Methods to increase oxygen transport
More mental health resources need to be allocated to teams and sports including access to a sports psychiatrist when cases present themselves so there is no gap in treatment. For example, all else being equal, adolescent alcohol use would theoretically be lower in a community that had numerous alcohol-free social activities available that were reinforcing to young people than a community that did not have such alternative activities. Behavioral economic theory also posits that alcohol and drug use will be lower when individuals are orientated https://ecosoberhouse.com/ toward future rewards incompatible with substance use, such as successful educational and vocational outcomes (Murphy & Dennhardt, 2016). Therefore, environmental interventions that promote such a future-based orientation may result in diminished desire to obtain short-term reinforcement from alcohol and drug use. Another class of interventions involve those designed to teach individuals specific skills and strategies that are used to reduce alcohol and drug use and limit the likelihood of experiencing substance-related problems.
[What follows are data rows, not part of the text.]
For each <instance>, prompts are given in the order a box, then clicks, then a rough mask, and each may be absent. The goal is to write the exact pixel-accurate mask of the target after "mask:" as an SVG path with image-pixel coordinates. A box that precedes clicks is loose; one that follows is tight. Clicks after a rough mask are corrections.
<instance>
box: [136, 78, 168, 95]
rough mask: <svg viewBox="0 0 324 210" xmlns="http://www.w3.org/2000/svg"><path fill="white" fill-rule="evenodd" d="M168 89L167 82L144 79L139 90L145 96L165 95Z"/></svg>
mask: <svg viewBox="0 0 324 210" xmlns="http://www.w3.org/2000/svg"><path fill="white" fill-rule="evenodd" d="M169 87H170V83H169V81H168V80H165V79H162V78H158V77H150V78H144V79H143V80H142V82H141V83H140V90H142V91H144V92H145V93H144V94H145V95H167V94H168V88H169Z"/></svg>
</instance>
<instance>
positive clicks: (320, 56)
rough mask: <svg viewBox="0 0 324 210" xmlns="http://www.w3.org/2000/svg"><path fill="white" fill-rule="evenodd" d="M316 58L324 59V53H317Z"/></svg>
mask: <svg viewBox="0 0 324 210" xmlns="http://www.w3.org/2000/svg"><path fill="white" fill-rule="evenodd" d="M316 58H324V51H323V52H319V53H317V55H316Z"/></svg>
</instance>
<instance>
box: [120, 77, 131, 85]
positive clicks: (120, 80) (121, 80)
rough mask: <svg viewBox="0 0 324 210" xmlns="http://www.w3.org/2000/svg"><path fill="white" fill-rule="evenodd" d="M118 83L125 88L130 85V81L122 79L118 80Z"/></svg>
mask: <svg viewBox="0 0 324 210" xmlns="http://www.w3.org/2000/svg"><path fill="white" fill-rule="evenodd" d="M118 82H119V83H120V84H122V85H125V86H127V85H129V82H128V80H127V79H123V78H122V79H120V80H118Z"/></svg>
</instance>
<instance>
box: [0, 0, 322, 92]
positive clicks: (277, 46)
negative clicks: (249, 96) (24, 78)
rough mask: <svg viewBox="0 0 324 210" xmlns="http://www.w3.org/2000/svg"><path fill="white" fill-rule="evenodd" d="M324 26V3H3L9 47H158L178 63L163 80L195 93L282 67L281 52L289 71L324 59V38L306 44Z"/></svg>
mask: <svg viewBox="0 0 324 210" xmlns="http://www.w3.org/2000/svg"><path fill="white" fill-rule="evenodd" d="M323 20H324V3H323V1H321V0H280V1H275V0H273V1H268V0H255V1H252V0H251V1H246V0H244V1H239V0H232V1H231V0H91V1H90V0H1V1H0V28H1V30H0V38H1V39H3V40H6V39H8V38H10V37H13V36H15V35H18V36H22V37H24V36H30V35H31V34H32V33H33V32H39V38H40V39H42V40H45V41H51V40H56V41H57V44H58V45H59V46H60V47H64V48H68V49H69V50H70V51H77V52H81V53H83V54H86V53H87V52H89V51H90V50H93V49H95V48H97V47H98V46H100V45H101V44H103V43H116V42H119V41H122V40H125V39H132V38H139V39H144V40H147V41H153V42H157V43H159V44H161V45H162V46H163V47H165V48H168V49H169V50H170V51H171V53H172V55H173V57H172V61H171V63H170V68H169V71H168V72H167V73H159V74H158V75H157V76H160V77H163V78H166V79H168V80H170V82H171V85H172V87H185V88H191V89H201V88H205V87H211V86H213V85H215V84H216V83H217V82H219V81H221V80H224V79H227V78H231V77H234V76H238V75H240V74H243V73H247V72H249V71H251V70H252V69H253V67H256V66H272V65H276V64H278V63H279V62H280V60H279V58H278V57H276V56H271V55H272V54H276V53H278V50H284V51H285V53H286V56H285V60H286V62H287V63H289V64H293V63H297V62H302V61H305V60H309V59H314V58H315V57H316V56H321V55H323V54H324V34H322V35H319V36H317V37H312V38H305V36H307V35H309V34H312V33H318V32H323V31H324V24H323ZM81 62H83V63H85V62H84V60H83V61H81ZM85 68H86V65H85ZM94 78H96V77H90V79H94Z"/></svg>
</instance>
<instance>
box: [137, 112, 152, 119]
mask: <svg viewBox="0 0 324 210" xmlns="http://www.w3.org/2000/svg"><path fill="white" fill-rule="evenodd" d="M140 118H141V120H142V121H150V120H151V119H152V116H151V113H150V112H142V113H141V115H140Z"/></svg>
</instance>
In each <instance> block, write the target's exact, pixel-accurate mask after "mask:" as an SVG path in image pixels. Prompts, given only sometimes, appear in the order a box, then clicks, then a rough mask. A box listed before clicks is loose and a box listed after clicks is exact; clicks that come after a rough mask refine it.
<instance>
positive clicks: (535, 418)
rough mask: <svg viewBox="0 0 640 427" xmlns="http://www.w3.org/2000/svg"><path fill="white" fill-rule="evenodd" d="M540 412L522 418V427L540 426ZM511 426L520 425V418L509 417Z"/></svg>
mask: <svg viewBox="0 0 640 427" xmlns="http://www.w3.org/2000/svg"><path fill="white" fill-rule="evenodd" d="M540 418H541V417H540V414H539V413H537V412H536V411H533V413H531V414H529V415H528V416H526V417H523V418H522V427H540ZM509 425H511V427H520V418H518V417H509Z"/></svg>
“There is a distinct lack of programmes that use sports and culture as a means to prevent drug abuse and violence,” the group said in a statement. “Kids have to keep their minds and bodies busy in order to prevent problems with drugs and crime,” they added. Due to the heterogeneity of the individual studies concerning design, analysis, and limited statistical parameters, the analysis is carried out on a narrative level. The systematics of the presentation is based on an extraction of the understanding of learning, including implementation and a comparison of the outcomes to be able to conclude the conditions for success.